What is the difference? Let’s look at the two terms and their practical effect on a company’s ability to cure deficiencies.

The GAO’s decision in Master Pavement Line Corporation, B-419111 (December 16, 2020), involved the Department of Transportation, and a Federal Highway Administration IFB for repair services in Puerto Rico. The IFB anticipated an award to the lowest-priced bidder who conformed to the solicitation requirements.

The IFB came with a checklist for submission which included the following statement, “THE FOLLOWING THREE ITEMS IF NOT SUBMITTED WITH THE BID; MUST BE COMPLETED ELECTRONICALLY PRIOR TO CONTRACT AWARD.” One of these items was SAM registration. The IFB also included reference to FAR 52.204-7, which requires bidders to be registered in SAM at the time an offer is submitted. This requirement in FAR 52.204-7 continues until time of award, during performance, and through final payment from the solicitation.
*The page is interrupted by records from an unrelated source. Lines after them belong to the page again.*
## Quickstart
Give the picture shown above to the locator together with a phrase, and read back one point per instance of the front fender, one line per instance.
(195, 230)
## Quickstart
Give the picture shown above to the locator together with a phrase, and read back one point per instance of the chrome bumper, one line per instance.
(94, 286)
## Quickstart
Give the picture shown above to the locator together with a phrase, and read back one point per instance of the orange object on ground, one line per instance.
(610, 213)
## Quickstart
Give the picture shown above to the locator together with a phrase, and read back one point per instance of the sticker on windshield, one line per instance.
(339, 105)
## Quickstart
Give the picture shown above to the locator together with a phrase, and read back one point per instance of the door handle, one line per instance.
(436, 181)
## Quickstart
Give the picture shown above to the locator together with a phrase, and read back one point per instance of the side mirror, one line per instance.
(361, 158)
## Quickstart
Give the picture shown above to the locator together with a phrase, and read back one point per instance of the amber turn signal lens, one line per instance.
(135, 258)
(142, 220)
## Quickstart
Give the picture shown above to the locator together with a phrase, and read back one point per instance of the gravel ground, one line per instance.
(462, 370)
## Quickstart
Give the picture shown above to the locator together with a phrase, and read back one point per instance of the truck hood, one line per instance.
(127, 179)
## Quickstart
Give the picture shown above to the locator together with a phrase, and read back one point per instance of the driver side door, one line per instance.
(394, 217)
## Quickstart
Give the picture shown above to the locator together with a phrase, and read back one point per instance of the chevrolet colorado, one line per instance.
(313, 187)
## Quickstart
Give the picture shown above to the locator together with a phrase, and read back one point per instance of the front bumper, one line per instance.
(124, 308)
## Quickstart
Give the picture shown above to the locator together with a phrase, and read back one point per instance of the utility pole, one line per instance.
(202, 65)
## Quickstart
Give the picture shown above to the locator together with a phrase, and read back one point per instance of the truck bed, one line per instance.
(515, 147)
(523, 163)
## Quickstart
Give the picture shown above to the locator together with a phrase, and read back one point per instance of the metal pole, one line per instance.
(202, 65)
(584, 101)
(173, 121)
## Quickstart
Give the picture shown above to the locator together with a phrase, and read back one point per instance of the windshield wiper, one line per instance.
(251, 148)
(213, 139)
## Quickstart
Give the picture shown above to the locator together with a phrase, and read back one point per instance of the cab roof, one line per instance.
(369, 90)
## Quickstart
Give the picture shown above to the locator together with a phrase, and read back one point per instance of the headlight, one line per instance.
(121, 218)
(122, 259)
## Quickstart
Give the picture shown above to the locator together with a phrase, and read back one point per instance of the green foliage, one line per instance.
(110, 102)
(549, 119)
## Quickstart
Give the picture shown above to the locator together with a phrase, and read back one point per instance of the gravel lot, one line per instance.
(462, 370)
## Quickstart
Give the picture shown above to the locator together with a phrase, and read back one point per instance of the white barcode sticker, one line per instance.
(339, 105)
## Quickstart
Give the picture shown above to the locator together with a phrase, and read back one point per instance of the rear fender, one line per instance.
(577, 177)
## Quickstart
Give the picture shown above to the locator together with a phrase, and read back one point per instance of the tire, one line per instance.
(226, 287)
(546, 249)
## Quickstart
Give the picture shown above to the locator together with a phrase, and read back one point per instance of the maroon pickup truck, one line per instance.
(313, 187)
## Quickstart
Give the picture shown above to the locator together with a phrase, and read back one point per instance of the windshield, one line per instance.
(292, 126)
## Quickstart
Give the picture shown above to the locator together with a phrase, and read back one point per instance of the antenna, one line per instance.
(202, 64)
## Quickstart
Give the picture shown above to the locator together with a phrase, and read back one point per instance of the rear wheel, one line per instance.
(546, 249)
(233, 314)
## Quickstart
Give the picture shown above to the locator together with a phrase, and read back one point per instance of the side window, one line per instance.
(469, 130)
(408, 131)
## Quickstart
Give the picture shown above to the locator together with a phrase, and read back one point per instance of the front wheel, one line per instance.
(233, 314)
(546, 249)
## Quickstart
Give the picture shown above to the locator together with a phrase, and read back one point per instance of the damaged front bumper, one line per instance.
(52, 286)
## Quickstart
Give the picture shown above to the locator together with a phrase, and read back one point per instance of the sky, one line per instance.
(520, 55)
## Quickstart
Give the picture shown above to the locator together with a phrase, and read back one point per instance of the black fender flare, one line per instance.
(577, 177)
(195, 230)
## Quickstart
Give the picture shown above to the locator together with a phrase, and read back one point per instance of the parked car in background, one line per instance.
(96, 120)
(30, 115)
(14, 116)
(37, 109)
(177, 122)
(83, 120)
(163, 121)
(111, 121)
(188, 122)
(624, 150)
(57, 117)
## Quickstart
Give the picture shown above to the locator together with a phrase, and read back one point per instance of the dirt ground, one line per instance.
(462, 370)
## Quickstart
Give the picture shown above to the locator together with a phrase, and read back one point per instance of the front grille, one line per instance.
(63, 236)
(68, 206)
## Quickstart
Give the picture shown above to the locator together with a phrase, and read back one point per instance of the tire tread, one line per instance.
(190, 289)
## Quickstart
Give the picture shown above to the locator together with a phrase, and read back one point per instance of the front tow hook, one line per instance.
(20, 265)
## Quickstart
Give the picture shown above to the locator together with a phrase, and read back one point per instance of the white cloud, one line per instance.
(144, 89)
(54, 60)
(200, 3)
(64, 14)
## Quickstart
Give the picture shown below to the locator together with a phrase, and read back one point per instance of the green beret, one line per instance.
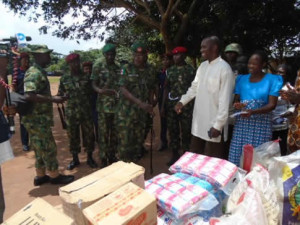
(108, 48)
(39, 49)
(233, 47)
(139, 47)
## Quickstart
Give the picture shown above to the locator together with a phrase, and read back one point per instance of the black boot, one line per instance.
(62, 179)
(75, 162)
(91, 162)
(174, 158)
(40, 180)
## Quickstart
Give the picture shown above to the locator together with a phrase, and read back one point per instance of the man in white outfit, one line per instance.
(212, 89)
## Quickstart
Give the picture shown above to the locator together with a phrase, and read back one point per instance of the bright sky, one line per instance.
(10, 24)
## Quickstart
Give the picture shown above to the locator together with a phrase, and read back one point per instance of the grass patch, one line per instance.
(53, 80)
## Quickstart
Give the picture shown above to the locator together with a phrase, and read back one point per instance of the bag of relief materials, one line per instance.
(247, 210)
(285, 172)
(221, 173)
(178, 197)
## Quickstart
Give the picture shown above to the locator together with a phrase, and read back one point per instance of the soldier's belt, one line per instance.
(172, 98)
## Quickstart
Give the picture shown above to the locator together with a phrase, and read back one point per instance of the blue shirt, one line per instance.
(270, 84)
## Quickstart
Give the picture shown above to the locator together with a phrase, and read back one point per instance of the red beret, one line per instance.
(72, 57)
(24, 55)
(168, 54)
(87, 64)
(179, 49)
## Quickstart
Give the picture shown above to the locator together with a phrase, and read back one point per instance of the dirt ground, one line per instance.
(18, 174)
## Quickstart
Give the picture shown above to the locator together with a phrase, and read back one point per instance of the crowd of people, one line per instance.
(113, 105)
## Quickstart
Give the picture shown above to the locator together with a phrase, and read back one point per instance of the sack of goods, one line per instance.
(196, 192)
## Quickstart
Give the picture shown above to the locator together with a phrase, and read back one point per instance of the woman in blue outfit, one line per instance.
(256, 94)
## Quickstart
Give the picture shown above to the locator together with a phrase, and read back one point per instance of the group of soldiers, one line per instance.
(126, 97)
(123, 97)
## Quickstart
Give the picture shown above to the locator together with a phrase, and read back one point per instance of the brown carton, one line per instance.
(129, 205)
(87, 190)
(39, 212)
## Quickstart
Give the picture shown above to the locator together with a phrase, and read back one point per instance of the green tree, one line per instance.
(252, 23)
Master Pavement submitted its timely proposal to the agency. Master Pavement was the apparent low bidder for the solicitation. However, its SAM registration expired on June 28, 2013. The agency determined the proposal to be nonresponsive, as Master Pavement was not registered in SAM as required by FAR 52.204-7. Two days after bid opening, Master Pavement submitted its SAM registration for processing. Despite the now-current SAM registration, the contracting officer notified Master Pavement that its proposal was rejected as nonresponsive.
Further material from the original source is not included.